Tuesday, December 20, 2011

Leading Economic Indexes Rebound Strongly in October for France, Australia and Germany

According to releases over the last several days from the Conference Board, October leading economic indicators increased by 0.5% in France (following three monthly declines), 0.6% in Australia (following two strong monthly gains), and 0.3% in Germany (following two monthly declines). 


At 12/20/2011 4:19 PM, Blogger VangelV said...

I prefer to look at some the American statistics.

'Dismal' prospects: 1 in 2 Americans are now poor or low income

U.S. consumers on average have 4 credit cards with 1 out of 7 having 10 or more.

June 12, 2009: Median Home Prices In Detroit Fall To $6,000

One in three Americans would be unable to make their mortgage or rent payment beyond one month if they lost their job, according to the results of a national survey taken in mid-September.

Typical U.S. family got poorer during the past 10 years

At 12/20/2011 4:45 PM, Blogger morganovich said...

LEI is a pretty quirky and ineffective indicator.

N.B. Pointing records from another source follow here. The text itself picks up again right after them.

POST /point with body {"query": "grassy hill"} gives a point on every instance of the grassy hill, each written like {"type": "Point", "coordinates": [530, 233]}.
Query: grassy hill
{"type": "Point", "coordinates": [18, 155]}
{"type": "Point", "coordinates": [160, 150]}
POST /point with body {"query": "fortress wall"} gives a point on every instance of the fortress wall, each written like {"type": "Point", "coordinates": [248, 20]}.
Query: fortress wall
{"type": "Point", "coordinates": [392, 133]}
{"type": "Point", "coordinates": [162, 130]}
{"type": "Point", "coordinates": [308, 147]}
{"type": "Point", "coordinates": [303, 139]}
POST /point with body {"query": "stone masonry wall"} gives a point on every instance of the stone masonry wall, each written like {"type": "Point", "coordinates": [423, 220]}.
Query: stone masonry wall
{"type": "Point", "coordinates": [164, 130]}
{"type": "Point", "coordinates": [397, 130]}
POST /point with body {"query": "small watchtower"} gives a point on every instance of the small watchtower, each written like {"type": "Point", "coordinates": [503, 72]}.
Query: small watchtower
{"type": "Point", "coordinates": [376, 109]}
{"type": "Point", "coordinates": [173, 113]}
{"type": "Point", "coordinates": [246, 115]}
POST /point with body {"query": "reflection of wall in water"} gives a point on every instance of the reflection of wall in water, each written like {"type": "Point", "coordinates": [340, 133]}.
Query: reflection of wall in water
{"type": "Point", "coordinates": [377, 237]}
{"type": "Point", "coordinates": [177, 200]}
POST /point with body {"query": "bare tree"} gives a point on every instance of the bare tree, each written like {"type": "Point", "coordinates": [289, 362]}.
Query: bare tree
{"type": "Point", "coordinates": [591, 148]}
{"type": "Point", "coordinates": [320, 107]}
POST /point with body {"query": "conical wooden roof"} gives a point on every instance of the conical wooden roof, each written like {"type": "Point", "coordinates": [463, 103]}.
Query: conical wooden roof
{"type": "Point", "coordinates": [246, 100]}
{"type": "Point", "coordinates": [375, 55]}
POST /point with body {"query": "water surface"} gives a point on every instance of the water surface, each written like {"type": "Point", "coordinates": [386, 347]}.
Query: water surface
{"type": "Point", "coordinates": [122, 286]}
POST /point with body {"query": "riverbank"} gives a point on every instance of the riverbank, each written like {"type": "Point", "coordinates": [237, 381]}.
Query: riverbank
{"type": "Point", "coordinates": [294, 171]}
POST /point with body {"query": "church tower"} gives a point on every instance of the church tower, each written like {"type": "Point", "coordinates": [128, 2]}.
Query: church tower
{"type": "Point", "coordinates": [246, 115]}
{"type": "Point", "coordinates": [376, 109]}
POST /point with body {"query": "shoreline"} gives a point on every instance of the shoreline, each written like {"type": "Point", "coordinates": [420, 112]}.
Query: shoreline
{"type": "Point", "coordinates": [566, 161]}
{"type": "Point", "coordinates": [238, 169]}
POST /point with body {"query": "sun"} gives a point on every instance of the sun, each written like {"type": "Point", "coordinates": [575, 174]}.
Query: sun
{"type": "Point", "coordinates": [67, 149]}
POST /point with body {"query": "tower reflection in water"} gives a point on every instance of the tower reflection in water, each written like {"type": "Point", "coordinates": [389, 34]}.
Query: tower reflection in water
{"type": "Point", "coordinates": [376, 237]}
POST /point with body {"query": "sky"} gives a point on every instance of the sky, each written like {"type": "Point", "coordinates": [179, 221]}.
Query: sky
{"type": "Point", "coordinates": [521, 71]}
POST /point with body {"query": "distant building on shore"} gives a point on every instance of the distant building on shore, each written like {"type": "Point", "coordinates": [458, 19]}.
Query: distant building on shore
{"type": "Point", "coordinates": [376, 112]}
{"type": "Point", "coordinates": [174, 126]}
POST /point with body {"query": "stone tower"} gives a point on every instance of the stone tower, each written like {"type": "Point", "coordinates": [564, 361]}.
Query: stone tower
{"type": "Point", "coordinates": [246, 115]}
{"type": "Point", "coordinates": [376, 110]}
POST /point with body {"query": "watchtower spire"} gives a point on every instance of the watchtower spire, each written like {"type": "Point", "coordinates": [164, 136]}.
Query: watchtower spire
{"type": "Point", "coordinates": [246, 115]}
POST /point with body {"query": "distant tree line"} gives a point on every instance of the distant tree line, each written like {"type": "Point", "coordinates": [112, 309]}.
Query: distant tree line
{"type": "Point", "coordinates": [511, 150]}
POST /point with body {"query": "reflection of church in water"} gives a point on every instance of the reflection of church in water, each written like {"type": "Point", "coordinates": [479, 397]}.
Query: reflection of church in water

france's was moved almost entirely by one factor: yield spread. that is currently being heavily manipulated in the EU. if it was ever an economic indicator, it is not right now.

if you look at the "real" aspects of the index like industrial orders, value added manufacturing, they were down.

germany was driven entirely by the stock market, more a flight to safety than anything economic.

you need to be very careful with the underlying technicals of these LEI. they contain a lot of funny and manipulated factors and are not at all consistent across countries.